Here is her account of what happened next:
“A group of circles appeared ahead and slightly to my left, perhaps a half-dozen of them, moving toward me. Half black and half white, they clicked as they flew, snapping white-to-black, black-to-white, sending an authoritative message without words. Somehow its meaning was clear: “This is all there is. This is all there ever was. This is It. Anything else you remember is a joke. You are not real. You never were real. You never existed. Your life never existed. The world never existed. It was a game you could invent. There was never anything, or anyone. That’s the joke – that it was all a joke.”
The circles felt heckling but not evil, mocking, mechanistic, clicking without feeling. They seemed like messengers, certain of what they were saying, not ultimate authority themselves but with an authoritative message.”
She then describes attempting to prove them wrong. The circles persisted. Here is a bit more of her account:
“And then I was entirely alone. The circles had moved out of sight, and there was nothing left – the world unreal and gone, and with it my first baby, and this baby who would never be born, and all other babies. Everyone I knew and loved – (but how had I known them, if they were never real?) – gone, and hills, and robins. There was no world, no home, no babies, not even a self to go home to. I thought that no one could bear so much grief, but there seemed no end to it and no way out. Everyone, everything, gone, even God, and I was alone forever in the swimming twilight dark.”
One of the things that accounts such as this facilitates is bringing a more balanced view of NDE’s. The world is dualistic, it operates on yin and yang, on opposites. Where there are positives there will also be negatives. As such we should expect the after-death experience to operate on similar principles. Her account is by no means the only account provided. Other experiences presented in the book range from void type experiences to experiencing profound fear and to visioning what might be termed Hell.
There are also some great examples of synchronicity in the book. Jung would be loving it no doubt!

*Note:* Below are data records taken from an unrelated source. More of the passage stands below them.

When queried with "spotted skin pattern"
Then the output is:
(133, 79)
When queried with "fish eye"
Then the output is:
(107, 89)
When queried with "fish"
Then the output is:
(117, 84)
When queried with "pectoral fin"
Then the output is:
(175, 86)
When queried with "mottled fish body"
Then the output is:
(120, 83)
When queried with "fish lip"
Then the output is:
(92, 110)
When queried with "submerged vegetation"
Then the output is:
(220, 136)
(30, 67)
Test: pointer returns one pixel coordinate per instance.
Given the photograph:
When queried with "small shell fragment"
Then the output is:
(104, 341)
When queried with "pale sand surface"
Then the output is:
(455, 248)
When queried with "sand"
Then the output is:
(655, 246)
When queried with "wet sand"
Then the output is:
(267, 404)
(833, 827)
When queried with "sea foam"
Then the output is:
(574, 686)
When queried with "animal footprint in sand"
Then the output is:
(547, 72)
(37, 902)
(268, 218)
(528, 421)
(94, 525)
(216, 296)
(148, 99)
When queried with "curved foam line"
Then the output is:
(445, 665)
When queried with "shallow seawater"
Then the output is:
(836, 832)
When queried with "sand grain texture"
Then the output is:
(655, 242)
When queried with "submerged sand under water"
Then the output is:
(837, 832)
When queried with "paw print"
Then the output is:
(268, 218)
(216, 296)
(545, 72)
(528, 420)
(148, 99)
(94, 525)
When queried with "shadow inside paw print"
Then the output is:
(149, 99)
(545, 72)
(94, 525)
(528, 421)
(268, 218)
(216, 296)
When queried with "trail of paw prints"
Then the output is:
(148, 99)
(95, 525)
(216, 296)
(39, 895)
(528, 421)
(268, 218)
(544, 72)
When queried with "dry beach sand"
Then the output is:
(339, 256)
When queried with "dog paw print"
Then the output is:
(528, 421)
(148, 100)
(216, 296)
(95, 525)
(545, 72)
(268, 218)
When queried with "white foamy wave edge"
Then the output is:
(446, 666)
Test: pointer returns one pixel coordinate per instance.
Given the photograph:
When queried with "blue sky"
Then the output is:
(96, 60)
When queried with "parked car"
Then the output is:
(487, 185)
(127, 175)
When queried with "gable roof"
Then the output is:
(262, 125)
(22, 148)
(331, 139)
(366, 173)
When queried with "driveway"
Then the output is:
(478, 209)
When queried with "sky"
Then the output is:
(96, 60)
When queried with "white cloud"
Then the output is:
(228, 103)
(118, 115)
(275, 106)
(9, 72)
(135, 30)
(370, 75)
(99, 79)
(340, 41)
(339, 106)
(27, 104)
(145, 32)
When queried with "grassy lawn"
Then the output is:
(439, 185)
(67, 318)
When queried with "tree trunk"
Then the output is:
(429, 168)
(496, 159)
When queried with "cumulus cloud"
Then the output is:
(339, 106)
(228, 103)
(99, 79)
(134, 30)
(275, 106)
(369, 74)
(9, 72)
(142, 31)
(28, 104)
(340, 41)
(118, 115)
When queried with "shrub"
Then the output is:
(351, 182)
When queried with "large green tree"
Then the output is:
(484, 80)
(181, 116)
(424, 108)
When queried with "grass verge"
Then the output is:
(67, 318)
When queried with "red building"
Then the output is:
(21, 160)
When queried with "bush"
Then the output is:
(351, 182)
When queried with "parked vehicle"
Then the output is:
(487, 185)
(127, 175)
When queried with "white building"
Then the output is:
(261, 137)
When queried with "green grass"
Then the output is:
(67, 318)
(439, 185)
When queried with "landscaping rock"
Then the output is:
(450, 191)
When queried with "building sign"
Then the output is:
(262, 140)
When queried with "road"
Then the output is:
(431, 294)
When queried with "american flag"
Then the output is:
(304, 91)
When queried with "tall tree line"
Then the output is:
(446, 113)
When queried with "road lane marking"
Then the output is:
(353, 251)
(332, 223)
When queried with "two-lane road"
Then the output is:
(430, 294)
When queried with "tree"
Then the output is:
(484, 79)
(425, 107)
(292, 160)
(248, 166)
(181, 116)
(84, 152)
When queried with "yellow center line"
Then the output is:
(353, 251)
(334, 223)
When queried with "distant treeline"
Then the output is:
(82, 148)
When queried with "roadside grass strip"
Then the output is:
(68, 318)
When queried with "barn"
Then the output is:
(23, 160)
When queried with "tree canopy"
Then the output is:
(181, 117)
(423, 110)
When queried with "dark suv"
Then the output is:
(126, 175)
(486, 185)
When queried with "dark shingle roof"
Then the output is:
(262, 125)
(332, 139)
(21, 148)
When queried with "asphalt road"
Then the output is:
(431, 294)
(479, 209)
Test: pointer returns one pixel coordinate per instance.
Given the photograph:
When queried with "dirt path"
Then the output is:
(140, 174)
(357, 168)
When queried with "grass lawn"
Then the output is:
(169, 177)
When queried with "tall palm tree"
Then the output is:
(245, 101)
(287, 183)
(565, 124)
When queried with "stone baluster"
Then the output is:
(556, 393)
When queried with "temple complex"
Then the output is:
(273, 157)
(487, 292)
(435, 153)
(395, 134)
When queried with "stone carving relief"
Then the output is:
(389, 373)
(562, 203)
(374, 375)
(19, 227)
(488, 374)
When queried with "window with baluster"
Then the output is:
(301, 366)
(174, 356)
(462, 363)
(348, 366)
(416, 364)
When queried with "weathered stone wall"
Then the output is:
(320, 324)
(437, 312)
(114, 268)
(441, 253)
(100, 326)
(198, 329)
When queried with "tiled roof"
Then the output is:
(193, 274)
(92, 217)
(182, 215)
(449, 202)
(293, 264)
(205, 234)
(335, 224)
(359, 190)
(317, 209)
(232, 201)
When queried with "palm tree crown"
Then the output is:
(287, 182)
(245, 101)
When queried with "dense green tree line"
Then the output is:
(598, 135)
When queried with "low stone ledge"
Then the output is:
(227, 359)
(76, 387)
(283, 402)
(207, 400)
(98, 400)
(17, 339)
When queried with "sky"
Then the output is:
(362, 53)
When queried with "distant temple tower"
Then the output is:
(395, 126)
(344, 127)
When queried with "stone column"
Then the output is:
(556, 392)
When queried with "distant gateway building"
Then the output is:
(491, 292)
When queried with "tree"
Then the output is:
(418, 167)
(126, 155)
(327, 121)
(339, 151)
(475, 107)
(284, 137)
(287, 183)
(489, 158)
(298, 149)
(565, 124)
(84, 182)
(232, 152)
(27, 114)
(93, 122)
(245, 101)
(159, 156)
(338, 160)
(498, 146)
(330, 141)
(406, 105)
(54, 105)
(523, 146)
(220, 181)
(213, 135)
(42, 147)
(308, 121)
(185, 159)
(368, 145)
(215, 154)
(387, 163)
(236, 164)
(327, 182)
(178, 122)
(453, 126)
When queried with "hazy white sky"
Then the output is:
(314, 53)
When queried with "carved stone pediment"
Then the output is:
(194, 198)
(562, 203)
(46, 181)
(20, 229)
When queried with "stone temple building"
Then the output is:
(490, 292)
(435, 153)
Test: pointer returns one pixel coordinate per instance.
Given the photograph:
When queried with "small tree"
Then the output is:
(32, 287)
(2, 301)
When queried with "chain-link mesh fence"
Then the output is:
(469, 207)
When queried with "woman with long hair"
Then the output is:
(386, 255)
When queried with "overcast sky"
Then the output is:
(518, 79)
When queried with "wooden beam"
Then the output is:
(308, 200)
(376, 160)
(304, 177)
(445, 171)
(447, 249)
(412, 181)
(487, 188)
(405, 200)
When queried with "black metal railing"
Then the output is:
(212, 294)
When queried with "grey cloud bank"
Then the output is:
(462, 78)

The circles mocking her, were the Taoists symbols for yin and yang she found out years later! The synchronicities seem to point to an underlying intelligence which underpins all.
A sense I have of some of the experiences is that while they may have been fearful and distressing, they have some remarkable similarities with the enlightenment experience – or non-experience to be more precise. Chief among them is that there is only one thing in existence. In void or emptiness or stillness there is only awareness. A primal, nascent awareness which is completely alone. As someone approaches this reality it is not difficult to understand why it would be fearful. An annihilation of this type is not something which ego favours.
The fear involved seems to keep the experiencer on the edge – on the cusp of the event horizon. The fear itself becomes a type of impassable barrier which keeps the person entrapped. This is where grace may intercede, but that is probably a topic best left for another day.
One of the takeaways that a few researchers have concluded is that NDE’s provide an opportunity to turn one’s life around. True that this could be said of many events, but because of the profoundness and intensity of the NDE, it seems to be particularly highlighted.
“A psychospiritual descent into hell has been the experience of saints and sages throughout history, and it is an inevitable episode in the pervasive, mythic theme of the hero’s journey. Those who insist on finding the gift, the blessing of their experiences have the potential ultimately to realize a greater maturity and wholeness (Bush, 2012, p.129)”.